Friday, February 10, 2012

Between bias and prejudice

I don't like African priests.

I say that not because it's important or has any influence on the world at all --unlike the rest of Ex Cathedra's rants, which are, as we know, culture-transformative-- but because it's an example of the bind we get in when we take our absolutizing moral cues from the State-as-Church, that any kind of discrimination, prejudice, bias and bigotry is The Fundamental Moral Evil.

I have known, usually by living with in community, only four or five African priests.  Of course, I never knew them in their native habitat, only as foreign visitors. Having lived in a foreign country, I know that it re-shapes how you can present and express yourself. Nevertheless. In general I found them narcissistic, grandiose, manipulative and irresponsible...all in all, rather sociopathic.

So, on another blog, where a Dominican student-brother (priest-to-be) from Africa has been holding forth, I quickly developed an antipathy toward his blogger-persona. He is actually not too smart --there are in fact dumb Dominicans. I also find that he plays on his exotic origin to try to bluff Europeans into letting that pass. One of his regular ploys is to start out by agreeing, then wind up telling you that while there's truth in what you say, it's not really very nice and Christian and so we can ignore it.

His latest post attempts to shift partial responsibility for the Rwanda genocide onto some kind of flawed or sinful element in the European missionaries' message. Somehow because Christianity was introduced along with "colonialism", this explains part of the grotesque failure of that society's Christians, including its nuns and clergy.

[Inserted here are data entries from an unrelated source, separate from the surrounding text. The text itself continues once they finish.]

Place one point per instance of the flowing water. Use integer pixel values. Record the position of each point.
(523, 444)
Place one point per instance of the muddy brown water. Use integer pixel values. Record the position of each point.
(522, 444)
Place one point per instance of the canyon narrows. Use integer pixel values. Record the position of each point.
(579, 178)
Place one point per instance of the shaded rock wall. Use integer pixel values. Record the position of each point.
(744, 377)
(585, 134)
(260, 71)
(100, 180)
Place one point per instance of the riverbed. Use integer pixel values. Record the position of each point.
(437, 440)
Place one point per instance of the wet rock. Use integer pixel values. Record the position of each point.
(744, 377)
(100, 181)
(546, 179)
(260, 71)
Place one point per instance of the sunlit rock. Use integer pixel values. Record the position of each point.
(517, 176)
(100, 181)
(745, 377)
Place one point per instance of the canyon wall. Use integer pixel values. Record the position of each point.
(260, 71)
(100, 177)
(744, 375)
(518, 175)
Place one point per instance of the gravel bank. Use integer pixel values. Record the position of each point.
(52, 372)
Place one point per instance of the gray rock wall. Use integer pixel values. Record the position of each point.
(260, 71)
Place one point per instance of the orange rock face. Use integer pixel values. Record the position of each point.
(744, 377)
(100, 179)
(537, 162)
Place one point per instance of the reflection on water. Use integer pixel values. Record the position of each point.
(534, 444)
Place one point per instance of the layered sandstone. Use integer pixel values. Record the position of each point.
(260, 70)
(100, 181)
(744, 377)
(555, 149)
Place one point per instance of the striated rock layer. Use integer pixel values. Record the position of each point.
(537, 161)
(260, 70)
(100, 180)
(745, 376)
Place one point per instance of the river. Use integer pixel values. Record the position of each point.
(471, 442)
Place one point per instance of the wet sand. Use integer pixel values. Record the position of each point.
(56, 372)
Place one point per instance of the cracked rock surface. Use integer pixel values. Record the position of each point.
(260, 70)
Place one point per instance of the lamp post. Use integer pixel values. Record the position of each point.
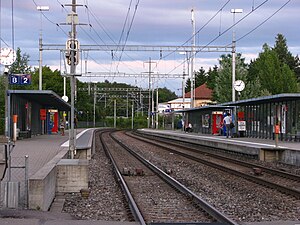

When I pointed out that he was chasing a rainbow, that Christianity hardly ever arrives in some kind of pure ideal form and that other Christian peoples, peoples evangelized for over a thousand and a half years, still regularly went to war with each other, and that the problem was most likely that Rwandans were humans, not badly evangelized victims...he did his schtick. Though there was truth in what I said, yet parts of the missionary's work was (unspecifiedly) sinful and that since traumatized Rwandans read his blog "we" must be very sensitive in what we say...

This is a tiny example, but if you have a regular, common, experience of certain types of people (and people do come in types, otherwise there would be no such thing as culture), it would be odd not to develop both an attitude and an expectation. A Heideggerian fore-having, fore-seeing and fore-conception, if you will. But if you are still willing to change your mind based on new experience, though, then you can be both biased and prejudiced but not bigoted!

I feel so much better having written this. I'm sure you do, too.

1 comment:

Leah said...

Rant away, it helps us to have you give voice to our vices.